Conversely it is true that when God is no longer needed or wanted He moves on. The Old Testament narratives of the nation of Israel make this very clear. Israel had suffered in Egypt under the yoke of slavery for almost 400 years. Their life was so bitter that they, “sighed by reason of the bondage, and they cried, and their cry came up unto God by reason of the bondage”. God miraculously delivered them from Pharaoh’s hand and started them on an amazing journey through the desert to a land of “milk and honey.” During the years of wilderness wandering they were forced to depend on God. He fed them, clothed them and planned their daily itinerary. He hovered over them in a cloud by day and a pillar of fire by night. They went on to conquer the land and build lasting cities. They grew strong, prosperous and plump—and promptly forgot all about God! And the short step from not needing Him to not wanting Him was finally taken. So an unwanted God withdraws. In His absence Israel is overrun by her enemies, disgraced by foreign gods, taken into captivity and finally scattered to the ends of the earth. This is the story of individuals and nations that no longer want God.

The good news is that God is willing to come back! I Samuel chapter 7 tells the story of a defeated Israel languishing under the heavy hand of the Philistines and suffering the indignities of their heathen worship.

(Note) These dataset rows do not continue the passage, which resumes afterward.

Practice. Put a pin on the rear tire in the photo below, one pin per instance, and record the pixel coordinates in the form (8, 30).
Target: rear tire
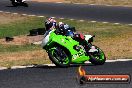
(59, 56)
(97, 58)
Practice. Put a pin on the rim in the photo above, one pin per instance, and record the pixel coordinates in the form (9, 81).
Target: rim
(59, 56)
(99, 55)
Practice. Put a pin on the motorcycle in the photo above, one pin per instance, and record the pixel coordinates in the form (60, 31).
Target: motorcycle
(16, 3)
(64, 50)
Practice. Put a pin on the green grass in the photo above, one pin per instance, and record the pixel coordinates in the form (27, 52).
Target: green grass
(20, 27)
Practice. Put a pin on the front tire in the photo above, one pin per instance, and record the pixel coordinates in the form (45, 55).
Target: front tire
(59, 56)
(97, 58)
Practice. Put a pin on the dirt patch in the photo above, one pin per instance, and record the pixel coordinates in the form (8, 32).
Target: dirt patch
(6, 18)
(23, 55)
(117, 47)
(49, 0)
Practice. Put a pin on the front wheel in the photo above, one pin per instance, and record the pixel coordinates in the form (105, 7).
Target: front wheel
(59, 56)
(97, 58)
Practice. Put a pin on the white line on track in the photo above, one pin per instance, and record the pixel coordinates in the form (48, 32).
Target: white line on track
(117, 23)
(59, 2)
(105, 22)
(15, 13)
(91, 4)
(62, 18)
(32, 15)
(130, 24)
(24, 14)
(81, 20)
(40, 16)
(93, 21)
(7, 12)
(1, 11)
(50, 65)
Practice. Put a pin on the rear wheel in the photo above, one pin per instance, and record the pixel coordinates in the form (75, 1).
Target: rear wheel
(59, 56)
(14, 4)
(97, 58)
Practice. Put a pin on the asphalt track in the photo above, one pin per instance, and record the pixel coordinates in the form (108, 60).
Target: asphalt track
(53, 77)
(74, 11)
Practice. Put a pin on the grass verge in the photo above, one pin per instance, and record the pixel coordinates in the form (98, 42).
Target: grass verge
(115, 40)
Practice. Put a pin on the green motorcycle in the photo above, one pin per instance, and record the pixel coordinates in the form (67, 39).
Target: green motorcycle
(65, 50)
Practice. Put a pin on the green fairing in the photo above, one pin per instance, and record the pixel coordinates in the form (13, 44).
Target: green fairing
(68, 43)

Verse two describes the mood of the nation, “. . . the time was long, for it was twenty years; and all the house of Israel lamented after the Lord.” During these bitter years there began to develop a better mind in the children of Israel. Their conscience began to stir; their soul began to be weary; and there arose a long and sorrowful cry after the Lord. They wanted God once again! And the God who wants to be wanted responded to their cry with revival and renewal!

If we are enjoying His presence in our lives it’s because we want Him in our lives. If He seems far away then remember the words of Jeremiah, “. . . You will seek me and find me when you seek me with all your heart. I will be found by you,” declares the LORD”. God goes where He is wanted!